Rigidity of locally symmetric rank one manifolds of infinite volume

Abstract: We discuss questions by Mostow \cite{Mo1}, Bers \cite{B} and Krushkal \cite{Kr1, Kr2} about uniqueness of a conformal or spherical CR structure on the sphere at infinity $\partial H_\mathbb{F}^n$ of symmetric rank one space $H_\mathbb{F}^n$ over division algebra $\mathbb{F}=\mathbb{R}\,,\mathbb{C}\,,\mathbb{H}\,,\text{or}\,\, \mathbb{O} $ compatible with the action of a discrete group $G\subset\operatorname{Isom}H_\mathbb{F}^n$. Introducing a nilpotent Sierpi\'{n}ski carpet with a positive Lebesgue measure in the nilpotent geometry in $\partial H_\mathbb{F}^n\setminus{\infty}$ and its stretching, we construct a non-rigid discrete $\mathbb{F}$-hyperbolic groups $G\subset\operatorname{Isom}H_\mathbb{F}^n$ whose non-trivial deformations are induced by $G$-equivariant homeomorphisms of the space.

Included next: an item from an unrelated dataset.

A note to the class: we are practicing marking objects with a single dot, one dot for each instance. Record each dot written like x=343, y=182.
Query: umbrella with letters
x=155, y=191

Here we consider two situations: either the limit set $\Lambda(G)$ is the whole sphere at infinity $\partial H_\mathbb{F}^n$ or restrictions of such non-trivial deformations to components of the discontinuity set $\Omega(G)\subset \partial H_\mathbb{F}^n$ are given by restrictions of $\mathbb{F}$-hyperbolic isometries. In both cases the demonstrated non-rigidity is related to non-ergodic dynamics of the discrete group action on the limit set which could be the whole sphere at infinity.